Familia, hogar de la misericordia
Nota
de los obispos
Introducción
Este
año celebramos la fiesta de la Sagrada Familia en el contexto del Año de la
Misericordia, que el papa Francisco ha convocado y que hemos iniciado el pasado
8 de diciembre. San Juan Pablo II nos recordaba, en su segunda carta encíclica,
Dives in misericordia, publicada en 1980, que Dios siempre es «rico en
misericordia» (Ef 2, 4). Todos tenemos necesidad de acogernos a esta
Misericordia divina para que en nuestra vida se haga el milagro de creer en la
familia, esperar en la familia y amar la familia profundamente. Así, esta
Jornada quiere ser eco de esta relación tan estrecha entre misericordia y
familia, con el lema: «Familia, hogar de
la misericordia».
Las
tres parábolas que utiliza el papa Francisco en la bula Misericordiae vultus
para recordarnos a Cristo como Buen Pastor (la de la oveja perdida, la de la
moneda extraviada y la del padre y los dos hijos) nos recuerdan la grandeza del
amor de Dios y de su corazón a pesar de las divisiones, confrontaciones, que
tanto afectan a la sociedad y, de un modo particular, a las familias, muchas
veces consecuencia de las decisiones tomadas.

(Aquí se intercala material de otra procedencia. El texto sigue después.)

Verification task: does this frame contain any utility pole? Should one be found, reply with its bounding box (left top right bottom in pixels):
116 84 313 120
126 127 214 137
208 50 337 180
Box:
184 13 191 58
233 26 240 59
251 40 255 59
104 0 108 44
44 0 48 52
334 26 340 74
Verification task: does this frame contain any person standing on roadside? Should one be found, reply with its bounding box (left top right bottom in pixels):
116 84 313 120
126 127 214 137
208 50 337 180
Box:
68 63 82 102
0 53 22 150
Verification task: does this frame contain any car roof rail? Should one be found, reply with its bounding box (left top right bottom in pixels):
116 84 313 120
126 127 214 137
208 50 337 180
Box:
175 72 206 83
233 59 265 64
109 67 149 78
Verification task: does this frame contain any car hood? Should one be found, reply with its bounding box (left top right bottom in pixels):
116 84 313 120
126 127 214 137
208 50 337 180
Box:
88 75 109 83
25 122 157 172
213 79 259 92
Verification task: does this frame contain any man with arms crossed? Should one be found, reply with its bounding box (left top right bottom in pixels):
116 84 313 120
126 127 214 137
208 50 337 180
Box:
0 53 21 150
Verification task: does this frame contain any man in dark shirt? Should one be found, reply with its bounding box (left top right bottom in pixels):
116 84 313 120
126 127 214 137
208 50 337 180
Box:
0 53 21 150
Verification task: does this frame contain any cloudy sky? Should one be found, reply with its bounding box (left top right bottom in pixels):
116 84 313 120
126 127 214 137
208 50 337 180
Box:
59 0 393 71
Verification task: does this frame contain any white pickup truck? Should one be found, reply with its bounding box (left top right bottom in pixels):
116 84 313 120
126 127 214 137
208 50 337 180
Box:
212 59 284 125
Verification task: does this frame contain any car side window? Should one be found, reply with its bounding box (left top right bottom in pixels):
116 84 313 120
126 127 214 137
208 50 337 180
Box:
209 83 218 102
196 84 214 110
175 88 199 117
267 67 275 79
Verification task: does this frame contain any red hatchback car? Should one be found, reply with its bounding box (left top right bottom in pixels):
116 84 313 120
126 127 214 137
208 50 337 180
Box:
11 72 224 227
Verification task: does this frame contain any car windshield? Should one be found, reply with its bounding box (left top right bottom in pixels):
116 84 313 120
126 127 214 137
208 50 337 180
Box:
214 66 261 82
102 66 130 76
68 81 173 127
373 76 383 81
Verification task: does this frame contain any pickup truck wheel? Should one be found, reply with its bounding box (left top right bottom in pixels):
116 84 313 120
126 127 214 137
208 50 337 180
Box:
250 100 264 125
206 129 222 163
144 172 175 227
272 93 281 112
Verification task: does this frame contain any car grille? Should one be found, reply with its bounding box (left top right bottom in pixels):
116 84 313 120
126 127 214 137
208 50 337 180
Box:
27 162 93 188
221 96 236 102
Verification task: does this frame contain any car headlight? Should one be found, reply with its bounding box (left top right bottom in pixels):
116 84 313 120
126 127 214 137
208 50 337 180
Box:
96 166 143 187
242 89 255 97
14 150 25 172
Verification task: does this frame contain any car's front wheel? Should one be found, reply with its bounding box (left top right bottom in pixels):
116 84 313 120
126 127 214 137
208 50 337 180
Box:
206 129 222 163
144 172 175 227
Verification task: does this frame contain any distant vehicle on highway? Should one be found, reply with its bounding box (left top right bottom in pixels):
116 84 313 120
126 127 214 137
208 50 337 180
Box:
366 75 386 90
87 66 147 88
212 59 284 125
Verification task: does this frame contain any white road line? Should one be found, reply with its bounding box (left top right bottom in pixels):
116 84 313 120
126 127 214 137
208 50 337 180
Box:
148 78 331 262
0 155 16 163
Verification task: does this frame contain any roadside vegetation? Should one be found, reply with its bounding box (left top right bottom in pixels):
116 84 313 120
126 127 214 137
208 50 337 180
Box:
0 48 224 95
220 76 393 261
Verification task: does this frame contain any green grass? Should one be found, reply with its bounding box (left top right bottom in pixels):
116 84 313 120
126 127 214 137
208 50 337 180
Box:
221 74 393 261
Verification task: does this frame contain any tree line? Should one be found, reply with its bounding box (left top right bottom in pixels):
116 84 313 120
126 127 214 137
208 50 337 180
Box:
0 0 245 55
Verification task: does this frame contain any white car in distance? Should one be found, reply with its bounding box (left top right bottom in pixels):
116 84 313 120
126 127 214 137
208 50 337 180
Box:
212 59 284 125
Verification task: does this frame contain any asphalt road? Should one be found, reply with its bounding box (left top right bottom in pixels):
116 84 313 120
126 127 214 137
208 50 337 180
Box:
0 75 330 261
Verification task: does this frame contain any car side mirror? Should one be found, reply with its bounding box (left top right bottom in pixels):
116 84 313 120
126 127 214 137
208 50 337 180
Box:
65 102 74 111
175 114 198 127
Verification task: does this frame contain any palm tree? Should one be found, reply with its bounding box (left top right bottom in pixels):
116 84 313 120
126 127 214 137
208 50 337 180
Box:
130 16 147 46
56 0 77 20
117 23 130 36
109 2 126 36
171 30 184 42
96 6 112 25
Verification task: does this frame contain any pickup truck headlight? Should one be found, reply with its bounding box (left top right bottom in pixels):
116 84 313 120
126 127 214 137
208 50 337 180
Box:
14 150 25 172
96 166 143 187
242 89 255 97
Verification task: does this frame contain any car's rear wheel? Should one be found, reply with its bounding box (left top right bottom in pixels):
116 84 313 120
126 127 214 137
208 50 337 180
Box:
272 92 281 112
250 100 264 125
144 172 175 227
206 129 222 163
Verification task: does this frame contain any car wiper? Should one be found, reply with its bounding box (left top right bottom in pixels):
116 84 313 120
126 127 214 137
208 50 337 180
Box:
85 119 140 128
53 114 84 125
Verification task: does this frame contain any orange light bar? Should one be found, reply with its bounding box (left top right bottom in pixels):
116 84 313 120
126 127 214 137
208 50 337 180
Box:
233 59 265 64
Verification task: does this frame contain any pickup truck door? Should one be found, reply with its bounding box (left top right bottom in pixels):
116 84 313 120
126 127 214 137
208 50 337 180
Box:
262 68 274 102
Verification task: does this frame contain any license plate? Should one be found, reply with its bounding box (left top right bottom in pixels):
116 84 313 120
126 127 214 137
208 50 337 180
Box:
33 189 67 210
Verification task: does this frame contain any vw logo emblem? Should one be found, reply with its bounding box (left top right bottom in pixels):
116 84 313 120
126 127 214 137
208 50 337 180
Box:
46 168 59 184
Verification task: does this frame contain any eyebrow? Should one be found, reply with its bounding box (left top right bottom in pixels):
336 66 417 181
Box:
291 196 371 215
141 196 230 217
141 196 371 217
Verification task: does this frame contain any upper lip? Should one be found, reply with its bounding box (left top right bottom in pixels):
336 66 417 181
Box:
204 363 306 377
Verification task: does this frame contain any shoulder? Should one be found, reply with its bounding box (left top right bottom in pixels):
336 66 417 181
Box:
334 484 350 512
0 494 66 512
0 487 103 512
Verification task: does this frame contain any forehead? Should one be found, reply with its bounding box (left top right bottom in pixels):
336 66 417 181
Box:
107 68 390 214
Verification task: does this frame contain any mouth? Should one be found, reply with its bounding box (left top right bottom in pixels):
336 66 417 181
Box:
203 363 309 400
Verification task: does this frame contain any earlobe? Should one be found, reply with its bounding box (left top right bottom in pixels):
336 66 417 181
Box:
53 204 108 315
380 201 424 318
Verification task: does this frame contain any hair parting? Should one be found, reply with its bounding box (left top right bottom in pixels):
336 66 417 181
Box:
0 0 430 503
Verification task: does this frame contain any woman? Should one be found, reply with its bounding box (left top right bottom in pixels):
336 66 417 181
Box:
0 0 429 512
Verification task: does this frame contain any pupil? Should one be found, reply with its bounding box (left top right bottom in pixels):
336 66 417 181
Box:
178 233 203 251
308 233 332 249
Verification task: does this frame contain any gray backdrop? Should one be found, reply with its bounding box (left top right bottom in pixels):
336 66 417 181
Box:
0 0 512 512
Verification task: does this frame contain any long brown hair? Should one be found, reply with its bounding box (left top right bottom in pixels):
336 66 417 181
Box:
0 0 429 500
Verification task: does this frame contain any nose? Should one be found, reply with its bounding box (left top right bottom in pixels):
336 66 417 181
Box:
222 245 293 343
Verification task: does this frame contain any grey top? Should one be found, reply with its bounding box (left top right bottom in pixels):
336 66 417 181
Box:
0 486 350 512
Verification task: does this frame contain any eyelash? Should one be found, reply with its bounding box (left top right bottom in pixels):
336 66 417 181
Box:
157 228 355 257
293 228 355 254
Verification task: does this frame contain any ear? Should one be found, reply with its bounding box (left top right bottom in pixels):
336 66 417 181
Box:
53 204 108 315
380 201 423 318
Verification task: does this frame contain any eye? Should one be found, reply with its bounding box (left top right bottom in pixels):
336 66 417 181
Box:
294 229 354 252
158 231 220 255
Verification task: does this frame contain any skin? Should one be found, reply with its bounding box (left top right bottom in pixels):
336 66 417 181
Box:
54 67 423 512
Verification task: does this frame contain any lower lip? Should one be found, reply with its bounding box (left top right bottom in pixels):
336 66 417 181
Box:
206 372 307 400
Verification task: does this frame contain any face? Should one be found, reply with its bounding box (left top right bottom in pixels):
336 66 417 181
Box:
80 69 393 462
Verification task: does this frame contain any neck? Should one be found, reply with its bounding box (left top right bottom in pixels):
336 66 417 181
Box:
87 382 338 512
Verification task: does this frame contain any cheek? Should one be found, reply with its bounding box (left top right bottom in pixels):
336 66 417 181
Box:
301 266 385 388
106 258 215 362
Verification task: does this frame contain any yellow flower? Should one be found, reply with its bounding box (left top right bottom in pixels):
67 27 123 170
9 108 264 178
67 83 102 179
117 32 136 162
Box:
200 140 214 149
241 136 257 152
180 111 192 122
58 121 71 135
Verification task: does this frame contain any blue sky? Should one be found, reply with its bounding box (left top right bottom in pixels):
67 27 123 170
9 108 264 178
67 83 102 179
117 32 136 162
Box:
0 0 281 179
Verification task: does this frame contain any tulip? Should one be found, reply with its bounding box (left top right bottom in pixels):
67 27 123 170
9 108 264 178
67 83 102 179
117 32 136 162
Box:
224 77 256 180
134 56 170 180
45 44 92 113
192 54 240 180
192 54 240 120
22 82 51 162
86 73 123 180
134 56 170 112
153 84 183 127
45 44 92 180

Un mundo sediento de amor y
misericordia
Benedicto
XVI nos recordaba que el mundo viene atravesado por una gran “crisis de verdad”. De hecho, la
modernidad ha abierto el camino para la negación de la trascendencia y la
posmodernidad ha consumado el eclipse del sentido de Dios y del hombre en
muchísimos hombres y mujeres de nuestra generación, que conlleva una profunda crisis de identidad, en la que se da
una «disociación entre sexualidad y reproducción, entre afectividad y
sexualidad, entre fe y vida».
«En
el fondo –ha dicho san Juan Pablo II– hay una profunda crisis de la cultura, que engendra escepticismo en los fundamentos
mismos del saber y de la ética, haciendo cada vez más difícil ver con claridad
el sentido del hombre, de sus derechos y deberes». Esta crisis deja al hombre
actual a la intemperie engañándolo y prometiéndole abundancia, cuando en
realidad lo que hace es empobrecerlo. Así, nuestras sociedades del mundo
desarrollado viven en su raíz más profunda la enfermedad del relativismo.
Ante
esta enfermedad, la Iglesia, como madre y maestra, nos habla de la riqueza del
verdadero amor y de la misericordia como elementos básicos para salir de esta
situación de crisis. Benedicto XVI, en Deus caritas est, se preguntaba: Se
puede amar de verdad a Dios, ¿Podemos de verdad amar al prójimo, a mi esposa, a
mis hijos, a mis amigos y próximos, a mis enemigos, con un amor incondicional?
Lo que Cristo nos revela es la unidad
del plan de Dios y del corazón del hombre, llamado a salir de
la soledad, verdad que subyace desde el principio en la narración del Génesis.
«Al principio los hizo Dios a su imagen y semejanza, hombre y mujer los creó»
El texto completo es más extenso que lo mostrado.